27. The current proposal seeks to ensure a high level of quality and safety throughout the ‘organ transplantation chain’ in all Member States, bearing in mind the freedom of movement of citizens and the need to enhance the cross-border exchange of organs within the European Union. The establishment of quality and safety standards will help to reassure the public that human organs derived from donation in another Member State carry nonetheless the same guarantees as those in their own country.
28. The cross-border exchange of organs has clear benefits. Given that donor and recipient have to be matched, a large donor pool is important to cover the needs of all the patients on the waiting lists. If there is no exchange of organs between Member States, recipients in need of a rare match will have very low prospects of finding an organ, while at the same time donors will not be considered because there are no compatible recipients on the waiting lists. This holds particularly true for difficult to treat patients (paediatric, urgent or hypersensitised patients that require very specific matching) and small Member States.
29. The Directive will put in place the quality and safety conditions needed to facilitate cross-border exchanges. It will standardise the collection of the relevant information on the characteristics of the organ needed to make a proper risk assessment. It will also establish a mechanism for transmission of the information. Transplant teams in all Member States will be reassured that they will receive the appropriate and complete information required regardless of the country of origin of the organ. This will minimise the risks to the recipient and optimise the allocation of the organs across the EU level.
30. In addition the Directive will provide for the necessary mechanisms to be put in place for cross-border exchanges of organs to ensure traceability of the organ and pre-empt serious adverse reporting.

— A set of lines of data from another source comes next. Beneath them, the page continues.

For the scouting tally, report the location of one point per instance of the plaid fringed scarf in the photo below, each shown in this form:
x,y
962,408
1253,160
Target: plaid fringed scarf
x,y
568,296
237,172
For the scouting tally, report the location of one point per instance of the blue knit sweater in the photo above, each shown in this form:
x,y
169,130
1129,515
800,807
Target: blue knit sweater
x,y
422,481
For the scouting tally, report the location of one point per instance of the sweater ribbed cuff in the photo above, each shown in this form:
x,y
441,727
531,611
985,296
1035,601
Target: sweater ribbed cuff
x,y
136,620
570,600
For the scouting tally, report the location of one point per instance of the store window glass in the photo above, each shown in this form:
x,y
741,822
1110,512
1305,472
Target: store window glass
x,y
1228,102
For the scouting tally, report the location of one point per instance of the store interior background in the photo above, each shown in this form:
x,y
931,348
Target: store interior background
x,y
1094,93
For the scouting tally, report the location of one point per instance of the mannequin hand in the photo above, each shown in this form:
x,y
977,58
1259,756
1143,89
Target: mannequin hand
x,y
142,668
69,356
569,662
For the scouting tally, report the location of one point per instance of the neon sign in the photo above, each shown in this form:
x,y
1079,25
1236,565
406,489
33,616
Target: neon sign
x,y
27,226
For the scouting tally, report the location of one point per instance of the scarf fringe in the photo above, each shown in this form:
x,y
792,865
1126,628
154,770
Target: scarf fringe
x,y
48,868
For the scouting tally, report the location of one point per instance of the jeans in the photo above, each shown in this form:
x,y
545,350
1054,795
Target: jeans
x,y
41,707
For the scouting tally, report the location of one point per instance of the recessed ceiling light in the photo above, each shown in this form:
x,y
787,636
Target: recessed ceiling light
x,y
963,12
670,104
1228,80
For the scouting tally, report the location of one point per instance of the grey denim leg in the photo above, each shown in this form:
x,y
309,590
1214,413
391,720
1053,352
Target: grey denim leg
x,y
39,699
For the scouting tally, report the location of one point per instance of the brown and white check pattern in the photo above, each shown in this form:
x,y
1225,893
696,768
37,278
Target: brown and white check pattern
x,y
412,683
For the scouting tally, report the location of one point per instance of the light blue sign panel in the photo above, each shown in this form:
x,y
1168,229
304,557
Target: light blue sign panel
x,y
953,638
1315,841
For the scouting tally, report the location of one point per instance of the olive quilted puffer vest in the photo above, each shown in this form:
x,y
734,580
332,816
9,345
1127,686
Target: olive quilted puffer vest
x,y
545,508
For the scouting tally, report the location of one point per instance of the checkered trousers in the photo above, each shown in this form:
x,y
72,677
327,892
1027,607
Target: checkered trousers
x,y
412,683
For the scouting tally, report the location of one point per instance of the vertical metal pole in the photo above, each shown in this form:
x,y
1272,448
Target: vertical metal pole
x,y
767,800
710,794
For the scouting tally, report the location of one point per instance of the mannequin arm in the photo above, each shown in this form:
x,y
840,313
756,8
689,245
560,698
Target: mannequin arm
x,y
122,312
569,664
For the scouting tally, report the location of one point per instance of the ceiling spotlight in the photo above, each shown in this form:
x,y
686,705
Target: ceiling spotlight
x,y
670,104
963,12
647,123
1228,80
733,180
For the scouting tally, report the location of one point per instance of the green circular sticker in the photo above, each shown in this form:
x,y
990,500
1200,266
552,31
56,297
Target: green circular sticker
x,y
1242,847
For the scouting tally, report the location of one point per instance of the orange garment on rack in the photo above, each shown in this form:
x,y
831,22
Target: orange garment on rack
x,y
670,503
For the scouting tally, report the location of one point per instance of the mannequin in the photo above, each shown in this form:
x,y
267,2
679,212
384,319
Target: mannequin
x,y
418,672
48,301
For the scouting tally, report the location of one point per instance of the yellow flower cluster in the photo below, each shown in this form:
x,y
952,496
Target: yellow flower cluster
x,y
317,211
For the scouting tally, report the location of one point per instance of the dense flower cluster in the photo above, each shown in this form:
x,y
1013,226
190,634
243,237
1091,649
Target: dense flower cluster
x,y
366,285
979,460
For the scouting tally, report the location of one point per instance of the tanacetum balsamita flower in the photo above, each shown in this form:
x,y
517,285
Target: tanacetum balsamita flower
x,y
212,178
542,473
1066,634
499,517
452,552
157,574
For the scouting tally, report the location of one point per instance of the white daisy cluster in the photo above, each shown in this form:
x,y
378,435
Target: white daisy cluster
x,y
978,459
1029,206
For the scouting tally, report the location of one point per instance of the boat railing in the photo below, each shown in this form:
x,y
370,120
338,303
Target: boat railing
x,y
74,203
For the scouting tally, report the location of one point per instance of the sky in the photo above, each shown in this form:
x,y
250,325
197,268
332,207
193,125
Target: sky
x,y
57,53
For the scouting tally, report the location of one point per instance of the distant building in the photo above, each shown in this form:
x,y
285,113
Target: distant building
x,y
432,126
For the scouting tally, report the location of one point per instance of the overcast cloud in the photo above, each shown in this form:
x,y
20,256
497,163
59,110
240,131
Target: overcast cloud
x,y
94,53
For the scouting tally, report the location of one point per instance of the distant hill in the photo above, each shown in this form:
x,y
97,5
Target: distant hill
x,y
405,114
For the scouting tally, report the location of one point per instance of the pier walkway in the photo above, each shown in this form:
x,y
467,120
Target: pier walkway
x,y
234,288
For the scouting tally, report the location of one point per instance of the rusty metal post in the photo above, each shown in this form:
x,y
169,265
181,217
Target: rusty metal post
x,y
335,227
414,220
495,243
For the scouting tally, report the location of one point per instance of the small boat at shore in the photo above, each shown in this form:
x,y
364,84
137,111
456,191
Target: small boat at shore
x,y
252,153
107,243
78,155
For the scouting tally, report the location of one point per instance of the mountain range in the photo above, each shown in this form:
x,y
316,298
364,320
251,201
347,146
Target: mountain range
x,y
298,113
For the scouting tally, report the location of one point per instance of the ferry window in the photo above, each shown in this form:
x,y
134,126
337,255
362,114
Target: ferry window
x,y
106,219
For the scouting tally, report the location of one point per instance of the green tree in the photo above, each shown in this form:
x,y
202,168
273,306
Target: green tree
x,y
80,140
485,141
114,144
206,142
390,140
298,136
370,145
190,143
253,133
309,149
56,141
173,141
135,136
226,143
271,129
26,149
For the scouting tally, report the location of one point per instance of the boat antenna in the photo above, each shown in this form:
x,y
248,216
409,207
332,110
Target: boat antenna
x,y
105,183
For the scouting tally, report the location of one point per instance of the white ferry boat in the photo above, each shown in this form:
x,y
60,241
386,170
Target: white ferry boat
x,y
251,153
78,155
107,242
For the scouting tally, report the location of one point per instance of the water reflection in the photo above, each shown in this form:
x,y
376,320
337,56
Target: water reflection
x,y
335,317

31. The establishment of competent authorities in all Member States and the organisation of regular meetings between them will help to promote European cooperation in this field as shown in the cases of blood and tissues and cells. Coordination between these authorities would make for a more efficient allocation of organs (especially helpful for smaller Member States and for urgent and difficult–to-treat patients). As more people move across borders information will need to move with them to optimise donation and transplantation while maintaining citizens’ confidence in the system in the country they are visiting.